Bulgarian Constitutional Court rejects President’s bid to annul Speaker’s decision on euro referendum
Bulgaria’s Constitutional Court has declined to grant President Roumen Radev’s request to annul a decision by the Speaker of the National Assembly, Natalia Kiselova, which denied Radev’s proposal for a national referendum on the introduction of the euro.
Radev asked the court for interpretation of the constitution, namely whether Parliament is required to rule on his referendum proposal and whether the Speaker has the power to assess the legality of such a proposal. He also requested that the Constitutional Court invalidate the Speaker’s decision.
The court sat on June 10 to deliberate the admissibility of Radev’s request and ruled that only the second question, regarding the Speaker’s authority, was admissible.
It ruled that the question on whether Parliament was required to debate his referendum proposal was inadmissible and said that the annulment request was also inadmissible.
The court did not make the motives for its ruling immediately available.
Radev announced on May 9 his intention to table the request for a vote on a referendum on the euro, sparking controversy, with a large majority of MPs opposed to holding such a referendum, including on the grounds that to do so would be unconstitutional.

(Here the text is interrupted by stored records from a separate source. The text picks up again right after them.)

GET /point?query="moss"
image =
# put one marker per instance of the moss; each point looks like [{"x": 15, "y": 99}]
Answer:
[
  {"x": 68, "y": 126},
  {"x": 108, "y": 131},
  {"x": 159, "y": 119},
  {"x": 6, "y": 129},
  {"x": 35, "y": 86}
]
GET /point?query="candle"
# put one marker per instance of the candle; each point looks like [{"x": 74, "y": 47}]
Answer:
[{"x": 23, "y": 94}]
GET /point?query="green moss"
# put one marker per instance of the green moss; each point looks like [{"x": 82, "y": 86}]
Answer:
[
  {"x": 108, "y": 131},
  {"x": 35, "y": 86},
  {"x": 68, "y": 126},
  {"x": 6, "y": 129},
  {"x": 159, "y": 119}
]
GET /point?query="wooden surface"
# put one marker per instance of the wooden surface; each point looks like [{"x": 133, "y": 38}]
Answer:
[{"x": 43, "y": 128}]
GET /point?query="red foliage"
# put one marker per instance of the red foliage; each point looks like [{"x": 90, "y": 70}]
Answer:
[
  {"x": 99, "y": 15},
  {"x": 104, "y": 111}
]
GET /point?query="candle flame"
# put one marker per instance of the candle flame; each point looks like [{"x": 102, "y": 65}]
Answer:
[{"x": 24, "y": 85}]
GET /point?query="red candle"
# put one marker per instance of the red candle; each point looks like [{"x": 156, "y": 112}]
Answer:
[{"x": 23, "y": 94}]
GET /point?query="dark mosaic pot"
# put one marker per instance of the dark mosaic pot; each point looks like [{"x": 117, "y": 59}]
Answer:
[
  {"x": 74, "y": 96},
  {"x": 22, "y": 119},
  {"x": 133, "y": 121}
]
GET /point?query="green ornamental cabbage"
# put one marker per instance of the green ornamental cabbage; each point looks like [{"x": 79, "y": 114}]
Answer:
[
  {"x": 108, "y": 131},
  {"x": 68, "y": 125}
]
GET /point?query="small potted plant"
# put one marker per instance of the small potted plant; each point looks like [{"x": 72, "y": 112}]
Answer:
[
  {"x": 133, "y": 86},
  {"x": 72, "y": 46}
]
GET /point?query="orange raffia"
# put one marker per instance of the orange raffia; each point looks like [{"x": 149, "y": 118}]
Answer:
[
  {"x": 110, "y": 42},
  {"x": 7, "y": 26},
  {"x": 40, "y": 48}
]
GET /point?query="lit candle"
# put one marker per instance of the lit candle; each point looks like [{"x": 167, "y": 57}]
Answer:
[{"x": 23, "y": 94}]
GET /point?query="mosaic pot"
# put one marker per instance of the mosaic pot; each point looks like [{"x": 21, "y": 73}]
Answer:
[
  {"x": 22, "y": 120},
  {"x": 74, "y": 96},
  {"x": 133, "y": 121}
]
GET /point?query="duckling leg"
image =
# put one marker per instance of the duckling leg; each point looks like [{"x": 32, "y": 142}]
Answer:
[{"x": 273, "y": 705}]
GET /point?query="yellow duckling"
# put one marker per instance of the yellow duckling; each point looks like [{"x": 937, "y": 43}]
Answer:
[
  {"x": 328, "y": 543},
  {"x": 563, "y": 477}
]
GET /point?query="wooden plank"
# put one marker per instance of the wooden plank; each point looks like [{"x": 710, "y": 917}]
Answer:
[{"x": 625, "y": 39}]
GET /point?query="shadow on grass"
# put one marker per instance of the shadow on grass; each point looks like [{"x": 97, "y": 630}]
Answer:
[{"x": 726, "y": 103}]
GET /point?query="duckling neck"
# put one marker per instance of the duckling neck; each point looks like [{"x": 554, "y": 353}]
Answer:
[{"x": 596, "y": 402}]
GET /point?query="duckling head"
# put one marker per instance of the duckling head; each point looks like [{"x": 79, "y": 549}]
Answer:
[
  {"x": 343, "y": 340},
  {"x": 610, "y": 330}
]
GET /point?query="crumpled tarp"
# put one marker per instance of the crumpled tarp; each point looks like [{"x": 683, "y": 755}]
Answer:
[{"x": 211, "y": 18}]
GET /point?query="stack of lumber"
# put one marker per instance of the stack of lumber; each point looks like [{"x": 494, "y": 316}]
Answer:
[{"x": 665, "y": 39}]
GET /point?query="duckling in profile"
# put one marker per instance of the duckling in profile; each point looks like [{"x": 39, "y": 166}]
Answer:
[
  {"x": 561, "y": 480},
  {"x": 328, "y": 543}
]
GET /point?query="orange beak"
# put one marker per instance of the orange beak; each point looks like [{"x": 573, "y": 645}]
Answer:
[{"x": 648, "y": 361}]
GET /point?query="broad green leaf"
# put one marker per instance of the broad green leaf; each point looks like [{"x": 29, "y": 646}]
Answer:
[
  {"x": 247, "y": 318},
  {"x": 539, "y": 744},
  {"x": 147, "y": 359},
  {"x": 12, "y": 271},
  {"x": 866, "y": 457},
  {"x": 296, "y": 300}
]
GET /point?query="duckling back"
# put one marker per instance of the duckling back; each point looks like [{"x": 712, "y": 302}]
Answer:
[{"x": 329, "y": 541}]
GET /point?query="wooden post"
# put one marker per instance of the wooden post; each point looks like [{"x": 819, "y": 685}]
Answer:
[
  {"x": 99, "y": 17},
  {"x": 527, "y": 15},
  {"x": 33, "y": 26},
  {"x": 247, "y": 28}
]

Radev has argued that his proposal was focused specifically on the timing of the euro accession in 2026, implying that this was a substantial enough difference to not clash with a 2024 Constitutional Court decision that a referendum on the euro is constitutionally unacceptable.
Last week, convergence reports published by the European Commission and European Central Bank said that Bulgaria was ready to introduce the euro starting January 1 2026.